Cooking advice travels fast. Since family kitchens to the viral social media clips, some of the so-called tricks are shared as undoubted facts. However, most of these popular practices do not contribute much or even lower the quality of food. To the considerate homemaker, knowing what actually works is better than just doing things because it has traditionally been so. To perfect method, it is necessary to separate habit and science. The following are some of the popular beliefs of cooking that should be revisited.
Searing Meat Seals in Juices

Among the most ancient myths in kitchen, it is said that when meat is seared to high temperatures; the moisture is trapped inside the meat. As a matter of fact, searing does not preserve moisture but adds flavor by browning. Juices are lost during cooking whether using the crust or not. Taste, and not in keeping up internal liquids, is the true advantage of searing.
Adding Oil to Pasta Water Prevents Sticking

Most cooks put oil in hot water of pasta in the hope that it will prevent sticking. Oil floats on top and is not able to coat the pasta much of the time. Clumping is really prevented by proper stirring in the first few minutes. The oversupply of oil can even disrupt sauce in future.
Flipping Steak Only Once Makes It Better

It is believed that rotating of steak several times compromises texture. Practically, very often it may be useful to flip meat so that it can cook evenly. Turning under control minimizes burnt sides. Accuracy is more important than strict regulations.
Washing Raw Chicken Makes It Safer

Washing chicken with water is not an effective way of eliminating bacteria. Rather, it is able to contaminate surfaces. Safety is guaranteed by proper cooking to the right temperature. Dullness is not ablutions but heat.
Salting Beans Early Makes Them Tough

There are those who believe that salt is to be added once beans are soft. Cooking research and experience indicate that the addition of salt in cooking enhances taste, but does not solidify food. Actually, seasoning at an early stage is able to boost general taste. Better results are created by timing salt.
Cooking With Wine Burns Off All Alcohol

Most people think that alcohol is burnt away in cooking. Although some does cook away, some can be left behind depending on time and process. Tasting enriches but expulsion is hardly complete. This comes in handy to control expectations.
High Heat Always Means Faster Cooking

Excess of heat may burn the outsides and leave the inside under cooked.

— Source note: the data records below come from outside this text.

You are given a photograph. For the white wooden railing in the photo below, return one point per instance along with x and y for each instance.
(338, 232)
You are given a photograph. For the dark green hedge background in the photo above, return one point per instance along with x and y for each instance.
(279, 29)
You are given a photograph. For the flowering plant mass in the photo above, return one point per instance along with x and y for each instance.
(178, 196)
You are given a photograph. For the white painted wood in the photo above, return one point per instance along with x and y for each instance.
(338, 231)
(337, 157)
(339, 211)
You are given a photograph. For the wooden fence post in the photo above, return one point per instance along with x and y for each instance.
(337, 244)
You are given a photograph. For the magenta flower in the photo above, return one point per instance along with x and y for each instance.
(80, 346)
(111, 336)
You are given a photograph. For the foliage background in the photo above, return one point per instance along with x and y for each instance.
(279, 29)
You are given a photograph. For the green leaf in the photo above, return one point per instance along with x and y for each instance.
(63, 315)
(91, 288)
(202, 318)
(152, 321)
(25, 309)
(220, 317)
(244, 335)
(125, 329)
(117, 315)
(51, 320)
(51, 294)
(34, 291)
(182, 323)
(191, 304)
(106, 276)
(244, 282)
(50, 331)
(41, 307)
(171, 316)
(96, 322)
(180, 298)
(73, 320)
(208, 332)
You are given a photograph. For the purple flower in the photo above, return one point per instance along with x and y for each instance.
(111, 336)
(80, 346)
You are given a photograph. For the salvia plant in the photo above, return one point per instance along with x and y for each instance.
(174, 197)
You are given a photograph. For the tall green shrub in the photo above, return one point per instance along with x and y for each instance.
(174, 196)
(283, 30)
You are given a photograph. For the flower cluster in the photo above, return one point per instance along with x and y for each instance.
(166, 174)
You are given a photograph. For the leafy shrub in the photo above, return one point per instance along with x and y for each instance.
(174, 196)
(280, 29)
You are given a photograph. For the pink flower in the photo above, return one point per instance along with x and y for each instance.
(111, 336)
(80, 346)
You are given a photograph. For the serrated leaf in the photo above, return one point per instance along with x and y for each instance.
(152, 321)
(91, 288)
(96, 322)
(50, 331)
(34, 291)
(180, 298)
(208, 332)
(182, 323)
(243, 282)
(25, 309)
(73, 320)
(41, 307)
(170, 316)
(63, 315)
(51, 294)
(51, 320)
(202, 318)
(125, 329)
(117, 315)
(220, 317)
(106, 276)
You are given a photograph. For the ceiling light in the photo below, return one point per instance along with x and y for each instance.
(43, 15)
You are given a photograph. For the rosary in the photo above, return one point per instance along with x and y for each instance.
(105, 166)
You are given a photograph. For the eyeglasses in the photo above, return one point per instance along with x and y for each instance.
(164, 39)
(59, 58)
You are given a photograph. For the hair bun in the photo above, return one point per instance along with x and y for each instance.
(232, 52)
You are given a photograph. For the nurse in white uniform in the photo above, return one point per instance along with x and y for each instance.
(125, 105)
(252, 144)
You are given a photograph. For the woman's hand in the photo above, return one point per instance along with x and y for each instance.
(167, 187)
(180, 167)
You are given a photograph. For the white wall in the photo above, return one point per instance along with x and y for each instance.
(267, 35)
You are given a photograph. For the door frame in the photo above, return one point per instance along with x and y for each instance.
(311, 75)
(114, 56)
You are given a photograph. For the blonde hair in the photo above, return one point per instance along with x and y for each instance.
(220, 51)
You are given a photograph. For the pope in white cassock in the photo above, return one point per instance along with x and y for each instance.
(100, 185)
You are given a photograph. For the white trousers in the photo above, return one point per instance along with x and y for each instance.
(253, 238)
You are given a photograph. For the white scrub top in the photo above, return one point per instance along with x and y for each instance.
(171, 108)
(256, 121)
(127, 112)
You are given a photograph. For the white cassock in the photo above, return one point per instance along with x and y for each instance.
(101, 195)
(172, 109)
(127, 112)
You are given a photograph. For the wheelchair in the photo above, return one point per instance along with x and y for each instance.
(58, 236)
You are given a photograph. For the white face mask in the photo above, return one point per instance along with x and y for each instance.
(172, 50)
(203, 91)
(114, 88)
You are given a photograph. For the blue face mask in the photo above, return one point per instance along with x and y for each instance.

Even temperature control is better than hustling. Avoiding haste is better than haste. The art is in constant control.
You Must Always Preheat the Pan for Every Dish

Although preheating is valuable in most situations, not all ingredients obtain immediate high heating advantage. Some foods also lose moisture easily when placed on excessive heat surfaces. Technique is based on context. Change is more important than routine.
More Garlic Automatically Improves Flavor

Garlic adds flavor to food although in excess, it may overwhelm other delicate foodstuffs. A balance is the sophistication of cooking. Overlapping of flavor is more effective than domination. Considerable moderation usually produces greater harmony.
Letting Meat Reach Room Temperature Changes Everything

It has been argued that by leaving meat outside the fridge, people are enhancing the cooking process significantly. Factually the short time exposure to rooms seldom has any effect on the internal temperature. The disparity is not always much. The correct way of cooking is important.
Boiling Vegetables Is the Healthiest Method

The soluble nutrients may end up in the cooking liquid due to boiling. More flavor and nutrients are usually preserved during the process of steaming or roasting. There are also less harsh techniques of enhancement of texture. Selection of technique is the key to better taste and better nutrition.